There is nothing that is imminent. That is really a process that goes on over the course of a relationship with independent retailer, but I wouldn’t be surprised if some of that doesn’t develop as we get into 2011.

Chuck Cerankosky – Northcoast Research

Okay. Thank you very much.

Operator

Thank you. (Operator Instructions). Our next question is a follow-up from the line of Karen Short with BMO Capital Markets. Please go ahead with your question, ma’am.

Karen Short – BMO Capital Markets

Hi, thanks. I just had two housekeeping and then a broader follow-up. Dave, what tax rate should we think about for 2011? And then also you said you had two new stores in 2011, can you give us the timing on those?

Dave Staples

Yes, so the tax, I have used about 39.9. I think that’s a fair rate, all in. The stores, there’s two new stores, but one is a relocation of an existing store. So in our Grand Rapids market, we have that D&W Fresh Store, that will open up early in the first quarter, and then I would say middle of the first quarter. And then the second store which is the relocation of a Family Fare store, actually a Felpausch store, that will become branded as a Family Fare, that happens middle of the second quarter.

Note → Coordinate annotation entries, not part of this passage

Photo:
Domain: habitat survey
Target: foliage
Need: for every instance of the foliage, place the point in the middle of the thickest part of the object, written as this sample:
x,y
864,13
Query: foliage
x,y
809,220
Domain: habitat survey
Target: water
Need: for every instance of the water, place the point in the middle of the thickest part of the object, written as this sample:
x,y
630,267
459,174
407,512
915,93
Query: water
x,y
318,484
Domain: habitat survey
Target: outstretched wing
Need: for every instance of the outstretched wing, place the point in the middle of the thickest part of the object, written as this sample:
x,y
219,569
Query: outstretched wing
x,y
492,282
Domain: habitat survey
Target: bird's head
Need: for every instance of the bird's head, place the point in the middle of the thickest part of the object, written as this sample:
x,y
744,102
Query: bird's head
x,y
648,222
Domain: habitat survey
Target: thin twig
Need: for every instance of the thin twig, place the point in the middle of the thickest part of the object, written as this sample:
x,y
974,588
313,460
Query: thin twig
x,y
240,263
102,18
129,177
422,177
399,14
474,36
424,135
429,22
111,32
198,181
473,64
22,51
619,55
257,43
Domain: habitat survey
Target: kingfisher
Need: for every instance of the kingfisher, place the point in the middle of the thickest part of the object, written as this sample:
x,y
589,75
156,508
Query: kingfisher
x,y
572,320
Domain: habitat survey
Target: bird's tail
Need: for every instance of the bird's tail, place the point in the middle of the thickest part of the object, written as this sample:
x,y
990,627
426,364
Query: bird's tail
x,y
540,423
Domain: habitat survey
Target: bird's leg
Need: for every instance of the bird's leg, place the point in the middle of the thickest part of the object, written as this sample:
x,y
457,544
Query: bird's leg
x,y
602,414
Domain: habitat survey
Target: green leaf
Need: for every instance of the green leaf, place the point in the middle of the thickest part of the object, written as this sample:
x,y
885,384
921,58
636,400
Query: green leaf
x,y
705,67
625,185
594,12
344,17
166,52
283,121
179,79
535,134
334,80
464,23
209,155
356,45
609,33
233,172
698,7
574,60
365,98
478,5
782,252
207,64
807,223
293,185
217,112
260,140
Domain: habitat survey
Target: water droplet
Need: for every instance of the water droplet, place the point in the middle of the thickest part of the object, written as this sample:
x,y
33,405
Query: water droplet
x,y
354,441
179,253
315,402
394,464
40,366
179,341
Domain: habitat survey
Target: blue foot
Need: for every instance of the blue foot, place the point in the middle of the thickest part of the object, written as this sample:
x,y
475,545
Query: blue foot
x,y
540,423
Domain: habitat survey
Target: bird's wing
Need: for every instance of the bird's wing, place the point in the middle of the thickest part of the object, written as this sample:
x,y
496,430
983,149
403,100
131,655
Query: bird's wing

Karen Short – BMO Capital Markets

Okay. And then if I were to just think about VG’s, I am curious, when you took the team over, what do you think the price gap was with say a Kroger and also Wal-Mart and what do you think it is now, where is it now?

Dave Staples

Well, I mean think based on our studies in the acquisitions, we are always very tight to Kroger, and I think we still are very tight to Kroger. I think to Meijer the supercenter there, I actually I think they were fairly in line with our corporate strategy, and I think we continue to keep them in line with our corporate strategy.

Karen Short – BMO Capital Markets

Okay. So right now what we are seeing in terms of the operating margin is just broad based, it’s not necessary we VG’s needing to be repositioned?

Dave Staples

Correct.

Karen Short – BMO Capital Markets

Okay. Thanks.

Operator

Thank you. There are no further questions within the queue at this time. I would like to turn the floor back over to Mr. Eidson for closing comments.

Dennis Eidson

Okay. Thanks. Rob. Well, if there are no more questions, we will conclude the call. And on behalf of Dave and everyone here on the Spartan team, I thank you for joining our call today and we will look forward to discussing our fourth quarter and year-end results with you during the next call. Thank you.

Operator

This concludes today’s teleconference. You may disconnect your line at this time and thank you for your participation.